Momot, Fabien (PathControl) | Humbled, François (RMI) | Garbers, Martin (TOTAL SA) | Shabanov, Sergey (TOTAL SA) | Gonsette, Alexandre (RMI) | Sikal, Anas (PathControl) | Cousso, Olivier (TOTAL SA) | Reynaud, Denis (PathControl)
Improvements in measurement while drilling (MWD) and service reliability over the past 25 years has made MWD tools the most cost-effective method for calculating wellbore survey position while drilling. However, with more complex well trajectories required to reach more challenging targets, reducing lateral uncertainty has also become a new challenge.
It is accepted that no geomagnetic model can properly account for the geomagnetic spatial and temporal local complexity for calculating MWD geomagnetic reference values. It is also well known that measuring local geomagnetic reference requires frequent absolute measurements in order to perform QA/QC, and that those absolute measurements could only be done manually so far, and consequently very few magnetic observatories are in operation. Therefore, solutions have been engineered to enhance the geomagnetic reference model with In-Field Referencing (commonly termed as IFR). Then, its combination with Multi-Station Analysis (MSA) correction algorithms has become a common method for addressing and reducing most of the correctable MWD azimuth, survey position error and lateral uncertainty.
Enhanced wellbore positioning could be a real game changer to achieve in-fill wells with high collision avoidance constraints, to develop projects that require high precision to hit the reservoir targets, or those located in specifically difficult areas, from a geomagnetic perspective, such as high latitudes and zones with crustal anomalies.

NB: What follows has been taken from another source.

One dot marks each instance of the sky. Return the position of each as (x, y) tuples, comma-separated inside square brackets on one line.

This paper presents the results of the new temporal magnetic field method "IFR4D" that was successfully used to drill two onshore wells in Argentina. The wells targeted the Vaca Muerta shale play, and demonstrated the ability to improve the wells absolute positioning while reducing the lateral aspect of "ellipse of uncertainty" by a combination of: A unique autonomous, remote real-time observatory developed to monitor and allow corrections for the local geomagnetic vector with frequent absolute control of the local and temporal geomagnetic vector field (Dip, Declination and Field Intensity), and A dedicated MSA algorithm defined to use local and temporal In-Field Referencing (IFR2) data at the position and time for each MWD survey station.
A unique autonomous, remote real-time observatory developed to monitor and allow corrections for the local geomagnetic vector with frequent absolute control of the local and temporal geomagnetic vector field (Dip, Declination and Field Intensity), and
A dedicated MSA algorithm defined to use local and temporal In-Field Referencing (IFR2) data at the position and time for each MWD survey station.
Once installed on location, the autonomous observatory measured all geomagnetic properties (Dip, Declination and Field Intensity) with no personnel onsite for more than one year, delivering a new level of geomagnetic accuracy to use as the standard reference for the life-time of the field. The data from the observatory was then used remotely while drilling to correct and optimize wellbore position and reduce the lateral aspects of the "ellipse of uncertainty" (EOU).